Levage d'un colis de plus d'une tonne par l’intermédiaire d’une structure en acier et d’un palan, dans une centrale nucléaire. Quatre connecteurs de type C-blocks sont fixés au mur en béton par collage et font le lien entre le mur et la structure de levage.
Du réacteur nucléaire au monument historique
Les domaines d’application sont nombreux : « les zones comportant un ferraillage très dense, des canalisations, du béton précontraint, des câbles électriques encastrés dans du béton, des revêtements d’étanchéité, des revêtements toxiques comme de l’amiante ou des peintures au plomb », liste le président de Cold Pad. Mais aussi les monuments historiques puisque les connecteurs peuvent être désinstallés sans laisser de traces – à condition de l'anticiper.
Note technique d’EDF
L’innovation a retenu l’attention d’EDF : suite aux multiples retards de son EPR de Flamanville, l’électricien est venu trouver l’entreprise pour accélérer l’installation de points d’ancrage sur le site. « Installer un boîtier de jonction sur un mur dans cette centrale très fortement ferraillée pouvait prendre un mois car il fallait s’assurer de ne pas toucher d’armature, explique Jean-Philippe Court. Or il y a des dizaines de milliers de points d’ancrage à Flamanville ».

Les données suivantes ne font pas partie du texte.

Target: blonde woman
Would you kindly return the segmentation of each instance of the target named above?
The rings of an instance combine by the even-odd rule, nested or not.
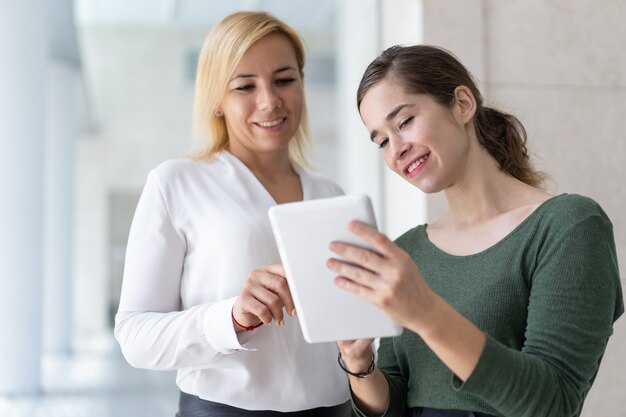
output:
[[[136,367],[177,370],[178,417],[350,416],[335,344],[294,317],[267,210],[341,194],[303,167],[298,34],[227,16],[201,52],[192,158],[148,176],[128,241],[115,336]]]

Les travaux menés conjointement avec EDF ont permis de développer une technologie de collage sur béton qui tolère même les surfaces fissurées pour répondre aux obligations de sûreté en cas de séisme. Des travaux qui ont abouti à un brevet en copropriété et à une note technique d'EDF autorisant son utilisation dans les centrales françaises, en attendant le marquage CE.
Moins d’acier sur les éoliennes
Cold Pad ambitionne maintenant d’élargir ses marchés et veut s’ouvrir au BTP et à l’éolien. « Souder ou percer des points d’ancrage pour fixer des câbles électriques ou des échelles de maintenance sur une éolienne engendre une fragilité associée à la fatigue des matériaux et nécessite de surépaissir la structure, explique le fondateur de l’entreprise. Nos connecteurs permettent d’économiser 5 à 10% d’acier sur des turbines de 15 à 20 MW, ce qui représente jusqu’à 1000 t d’acier et 300 000 euros ». L’entreprise est actuellement en discussion avec une major européenne de l’éolien en vue d’un projet pilote qui pourrait démarrer en fin d’année.

Jean-Philippe Court, fondateur et président de Cold Pad, et Julien Bec, directeur général de l'entreprise, ont de grandes ambitions pour celle-ci.
7 M€ pour cibler le BTP et l’éolien
Pour déployer plus largement ses innovations, Cold Pad a mis au point dans son laboratoire du 15e arrondissement parisien un outil manuel autoportant qui permet d’installer un connecteur en une minute.
Fin juin, l’entreprise annonçait une levée de fonds de 7,1 M€ qui va lui permettre d’adapter sa technologie à ces nouveaux marchés. « Aujourd’hui nous employons des techniques de petites séries et des matériaux nobles mais nos coûts de fabrication ne nous permettent pas de viser les marchés du BTP, indique Jean-Philippe Court. Nous devons maintenant concevoir des connecteurs moins chers qui conservent néanmoins toutes leurs performances pour aboutir à des prix de vente concurrentiels par rapport aux solutions classiques ». L’entreprise y croit et anticipe un chiffre d’affaires en forte croissance dans les années qui viennent.